In the opinion of Steve Faulk, as counsel to AHFC, when the Notes offered by this pricing supplement and accompanying prospectus supplement and prospectus have been executed and issued by AHFC and authenticated by the trustee pursuant to the Indenture, dated as of September 5, 2013, between AHFC and Deutsche Bank Trust Company Americas, as trustee (the "Trustee"), as supplemented by the First Supplemental Indenture, dated as of February 8, 2018, between AHFC and the Trustee (as supplemented, the "Indenture"), and delivered against payment as contemplated herein, such Notes will be legally valid and binding obligations of AHFC, enforceable against AHFC in accordance with their terms, except as may be limited by bankruptcy, insolvency, reorganization, moratorium or similar laws relating to or affecting creditors' rights generally (including, without limitation, fraudulent conveyance laws), and by general principles of equity including, without limitation, concepts of materiality, reasonableness, good faith and fair dealing and the possible unavailability of specific performance or injunctive relief, regardless of whether considered in a proceeding at law or in equity.
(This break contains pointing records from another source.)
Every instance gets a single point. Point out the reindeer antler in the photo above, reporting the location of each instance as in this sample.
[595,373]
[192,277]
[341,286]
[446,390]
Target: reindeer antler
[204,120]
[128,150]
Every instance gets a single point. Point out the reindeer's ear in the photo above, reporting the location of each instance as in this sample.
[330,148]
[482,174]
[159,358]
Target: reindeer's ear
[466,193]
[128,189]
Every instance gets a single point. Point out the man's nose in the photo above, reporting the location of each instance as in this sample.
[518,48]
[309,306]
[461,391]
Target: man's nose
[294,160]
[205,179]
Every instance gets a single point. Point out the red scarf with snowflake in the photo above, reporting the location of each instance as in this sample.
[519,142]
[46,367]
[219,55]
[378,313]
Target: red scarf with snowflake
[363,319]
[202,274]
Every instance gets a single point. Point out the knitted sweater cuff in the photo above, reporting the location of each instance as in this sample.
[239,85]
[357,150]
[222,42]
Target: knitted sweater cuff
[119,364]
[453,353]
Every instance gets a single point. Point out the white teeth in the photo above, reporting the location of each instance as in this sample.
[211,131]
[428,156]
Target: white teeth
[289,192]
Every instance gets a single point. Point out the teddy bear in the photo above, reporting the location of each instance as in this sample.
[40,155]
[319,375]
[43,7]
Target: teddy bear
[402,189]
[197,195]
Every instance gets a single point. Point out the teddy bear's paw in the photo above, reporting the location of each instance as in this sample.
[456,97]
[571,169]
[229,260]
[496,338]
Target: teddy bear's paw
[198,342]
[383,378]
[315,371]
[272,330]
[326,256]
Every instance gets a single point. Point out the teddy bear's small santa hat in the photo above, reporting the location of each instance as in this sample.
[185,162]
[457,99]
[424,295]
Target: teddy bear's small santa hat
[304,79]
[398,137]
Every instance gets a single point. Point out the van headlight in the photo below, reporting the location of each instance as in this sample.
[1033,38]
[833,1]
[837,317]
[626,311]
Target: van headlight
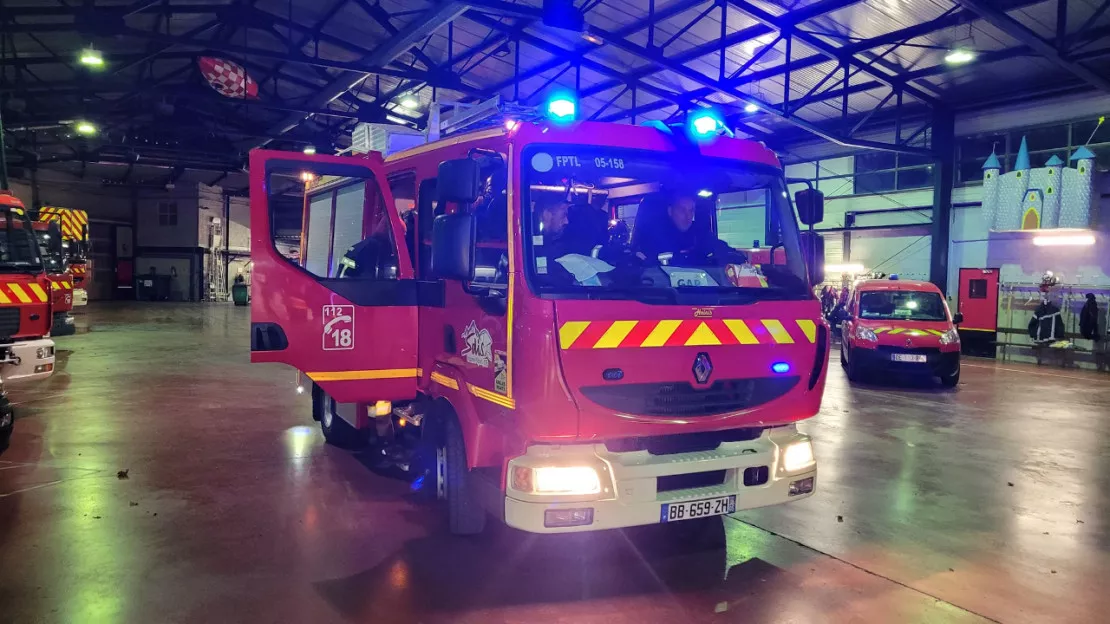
[569,481]
[798,456]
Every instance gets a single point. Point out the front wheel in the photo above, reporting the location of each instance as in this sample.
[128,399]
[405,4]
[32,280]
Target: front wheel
[336,431]
[465,515]
[7,422]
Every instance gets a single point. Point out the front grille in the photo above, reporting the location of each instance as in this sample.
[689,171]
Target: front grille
[684,400]
[9,322]
[682,442]
[673,482]
[921,351]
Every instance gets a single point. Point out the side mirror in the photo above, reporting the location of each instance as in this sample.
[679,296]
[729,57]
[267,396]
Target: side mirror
[458,180]
[453,247]
[813,250]
[810,204]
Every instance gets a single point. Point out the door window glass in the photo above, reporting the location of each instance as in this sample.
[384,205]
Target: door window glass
[319,234]
[977,289]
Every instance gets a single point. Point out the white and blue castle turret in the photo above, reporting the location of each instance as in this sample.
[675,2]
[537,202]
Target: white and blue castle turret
[1049,197]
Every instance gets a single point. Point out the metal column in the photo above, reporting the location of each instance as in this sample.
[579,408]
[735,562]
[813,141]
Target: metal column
[944,144]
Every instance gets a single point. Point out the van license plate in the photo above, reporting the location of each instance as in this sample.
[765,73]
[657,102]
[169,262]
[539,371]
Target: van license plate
[674,512]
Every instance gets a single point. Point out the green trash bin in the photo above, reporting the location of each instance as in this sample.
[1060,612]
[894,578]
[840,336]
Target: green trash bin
[240,294]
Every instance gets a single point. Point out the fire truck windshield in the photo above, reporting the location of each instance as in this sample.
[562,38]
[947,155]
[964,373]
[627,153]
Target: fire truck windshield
[50,249]
[676,228]
[19,249]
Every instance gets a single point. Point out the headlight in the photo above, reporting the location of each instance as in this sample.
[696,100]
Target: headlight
[556,480]
[865,334]
[798,456]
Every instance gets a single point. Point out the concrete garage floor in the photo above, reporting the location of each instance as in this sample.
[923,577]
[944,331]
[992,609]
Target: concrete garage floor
[985,503]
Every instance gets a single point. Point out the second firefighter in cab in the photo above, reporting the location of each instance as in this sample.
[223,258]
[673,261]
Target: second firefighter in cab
[900,326]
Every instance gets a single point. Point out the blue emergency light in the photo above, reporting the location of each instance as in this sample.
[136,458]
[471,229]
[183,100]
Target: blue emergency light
[562,108]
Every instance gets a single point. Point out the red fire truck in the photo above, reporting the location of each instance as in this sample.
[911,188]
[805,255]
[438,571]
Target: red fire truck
[58,272]
[495,312]
[26,351]
[74,228]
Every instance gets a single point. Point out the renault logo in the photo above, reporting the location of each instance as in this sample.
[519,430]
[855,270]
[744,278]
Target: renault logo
[703,368]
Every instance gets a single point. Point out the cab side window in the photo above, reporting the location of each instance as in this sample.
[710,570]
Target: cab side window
[403,189]
[491,213]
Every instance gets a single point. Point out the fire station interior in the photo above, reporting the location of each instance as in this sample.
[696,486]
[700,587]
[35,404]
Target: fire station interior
[437,311]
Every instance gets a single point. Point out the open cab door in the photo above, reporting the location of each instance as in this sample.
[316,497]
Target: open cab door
[333,293]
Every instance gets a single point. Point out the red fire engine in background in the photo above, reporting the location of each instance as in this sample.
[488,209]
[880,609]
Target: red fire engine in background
[26,310]
[61,278]
[443,316]
[74,228]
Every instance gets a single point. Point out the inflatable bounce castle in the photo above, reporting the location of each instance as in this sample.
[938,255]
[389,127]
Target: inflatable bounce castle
[1049,197]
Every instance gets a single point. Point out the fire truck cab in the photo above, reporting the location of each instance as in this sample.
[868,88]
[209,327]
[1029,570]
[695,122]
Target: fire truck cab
[27,353]
[900,326]
[61,279]
[506,314]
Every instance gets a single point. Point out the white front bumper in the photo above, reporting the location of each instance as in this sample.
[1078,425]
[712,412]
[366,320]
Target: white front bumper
[23,362]
[633,499]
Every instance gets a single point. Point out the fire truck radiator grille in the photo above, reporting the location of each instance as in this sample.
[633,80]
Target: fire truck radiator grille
[9,322]
[684,400]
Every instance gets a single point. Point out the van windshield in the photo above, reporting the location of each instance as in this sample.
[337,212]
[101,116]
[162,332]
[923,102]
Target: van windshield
[661,228]
[901,305]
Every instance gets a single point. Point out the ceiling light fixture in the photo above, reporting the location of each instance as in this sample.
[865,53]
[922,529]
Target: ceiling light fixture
[1073,240]
[91,57]
[959,57]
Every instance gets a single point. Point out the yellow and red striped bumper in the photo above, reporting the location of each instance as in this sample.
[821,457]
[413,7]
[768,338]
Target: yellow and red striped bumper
[16,293]
[636,334]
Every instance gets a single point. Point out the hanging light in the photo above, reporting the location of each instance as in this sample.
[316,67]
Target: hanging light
[959,56]
[84,128]
[91,57]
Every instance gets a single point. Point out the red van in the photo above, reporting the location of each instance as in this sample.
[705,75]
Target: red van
[900,326]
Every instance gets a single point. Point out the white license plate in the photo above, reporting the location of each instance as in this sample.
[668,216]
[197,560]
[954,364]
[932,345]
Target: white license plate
[674,512]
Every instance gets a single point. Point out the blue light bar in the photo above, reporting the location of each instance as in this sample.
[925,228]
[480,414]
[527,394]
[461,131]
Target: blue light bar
[561,109]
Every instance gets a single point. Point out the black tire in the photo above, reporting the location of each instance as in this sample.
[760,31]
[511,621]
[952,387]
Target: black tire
[336,431]
[7,422]
[952,380]
[465,515]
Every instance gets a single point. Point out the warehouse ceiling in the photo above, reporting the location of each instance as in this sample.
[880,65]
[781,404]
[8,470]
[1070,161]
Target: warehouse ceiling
[783,72]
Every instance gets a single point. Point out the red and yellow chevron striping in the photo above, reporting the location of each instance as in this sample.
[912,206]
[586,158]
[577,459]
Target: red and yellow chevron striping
[907,331]
[637,334]
[14,293]
[71,222]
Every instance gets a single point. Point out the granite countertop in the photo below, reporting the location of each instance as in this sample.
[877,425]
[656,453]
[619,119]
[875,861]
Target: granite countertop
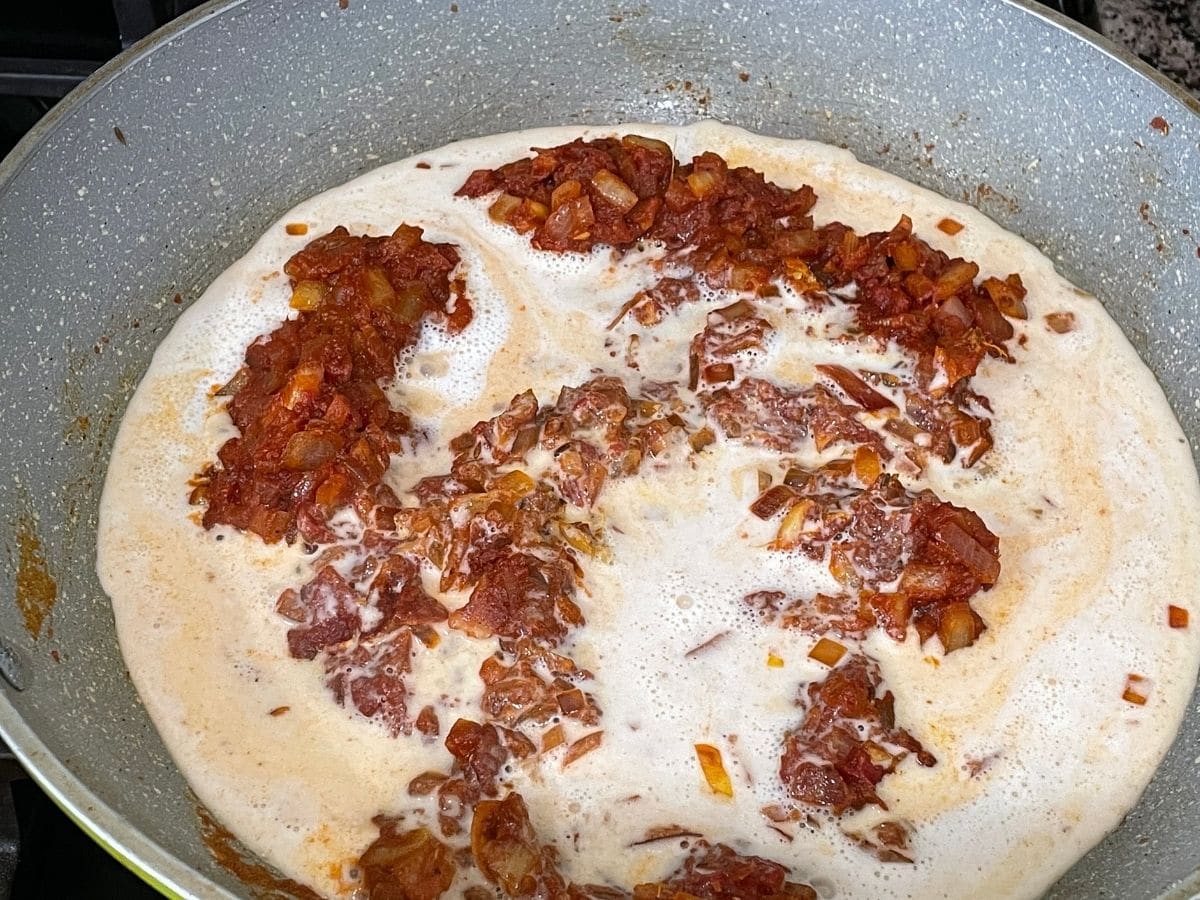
[1164,33]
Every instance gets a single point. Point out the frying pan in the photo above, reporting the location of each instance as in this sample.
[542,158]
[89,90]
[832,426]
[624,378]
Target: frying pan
[167,165]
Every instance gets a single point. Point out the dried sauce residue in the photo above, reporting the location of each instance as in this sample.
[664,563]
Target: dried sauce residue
[36,588]
[229,855]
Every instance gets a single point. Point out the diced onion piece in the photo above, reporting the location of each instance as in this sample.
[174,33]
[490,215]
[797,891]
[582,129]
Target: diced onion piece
[792,527]
[827,652]
[571,702]
[867,465]
[701,438]
[1137,690]
[409,301]
[719,372]
[583,745]
[955,309]
[567,191]
[309,450]
[307,295]
[304,384]
[905,256]
[841,567]
[714,769]
[772,501]
[957,276]
[647,143]
[1061,322]
[856,388]
[426,784]
[552,738]
[1007,294]
[613,190]
[379,291]
[703,183]
[739,310]
[958,628]
[515,481]
[503,209]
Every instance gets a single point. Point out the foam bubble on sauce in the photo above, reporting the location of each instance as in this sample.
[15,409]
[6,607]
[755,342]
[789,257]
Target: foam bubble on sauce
[1090,489]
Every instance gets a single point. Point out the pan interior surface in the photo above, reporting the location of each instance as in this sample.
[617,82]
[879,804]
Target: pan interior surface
[243,109]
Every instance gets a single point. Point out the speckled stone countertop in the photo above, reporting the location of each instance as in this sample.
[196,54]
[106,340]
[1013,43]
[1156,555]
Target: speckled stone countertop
[1164,33]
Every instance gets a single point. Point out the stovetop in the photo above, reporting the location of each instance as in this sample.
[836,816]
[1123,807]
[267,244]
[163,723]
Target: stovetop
[46,49]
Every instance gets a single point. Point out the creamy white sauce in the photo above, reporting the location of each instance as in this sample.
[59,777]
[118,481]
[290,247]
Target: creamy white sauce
[1091,489]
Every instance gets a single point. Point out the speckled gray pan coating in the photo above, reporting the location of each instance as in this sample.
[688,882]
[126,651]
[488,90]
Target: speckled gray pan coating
[244,108]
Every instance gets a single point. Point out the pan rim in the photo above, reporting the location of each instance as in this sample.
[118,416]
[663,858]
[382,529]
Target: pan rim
[136,850]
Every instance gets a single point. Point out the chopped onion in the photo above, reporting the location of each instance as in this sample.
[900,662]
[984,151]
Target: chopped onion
[856,388]
[957,276]
[792,527]
[503,209]
[309,450]
[867,465]
[613,190]
[703,183]
[583,745]
[1061,322]
[701,438]
[307,295]
[714,769]
[827,652]
[958,628]
[719,372]
[654,144]
[379,291]
[905,256]
[552,738]
[564,192]
[516,483]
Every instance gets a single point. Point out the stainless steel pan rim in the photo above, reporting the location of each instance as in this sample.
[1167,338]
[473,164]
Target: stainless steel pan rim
[135,849]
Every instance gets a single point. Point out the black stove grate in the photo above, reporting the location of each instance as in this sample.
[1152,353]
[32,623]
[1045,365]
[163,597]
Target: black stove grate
[46,49]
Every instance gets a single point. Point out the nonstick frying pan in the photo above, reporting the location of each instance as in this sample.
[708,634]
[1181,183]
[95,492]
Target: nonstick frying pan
[166,166]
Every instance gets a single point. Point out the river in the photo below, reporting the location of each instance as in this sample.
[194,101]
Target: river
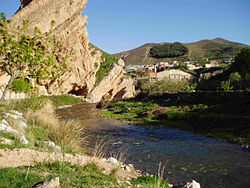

This opinion is given as of the date hereof and is limited to the present laws of the State of California and the State of New York. In addition, this opinion is subject to customary assumptions about the Trustee's authorization, execution and delivery of the Indenture and its authentication of the Notes and the enforceability of the Indenture with respect to the Trustee and other matters, all as stated in the letter of such counsel dated July 3, 2024 and filed as Exhibit 5.1 to AHFC's Registration Statement on Form S-3 (File No. 333-266775) filed with the Securities and Exchange Commission on July 3, 2024.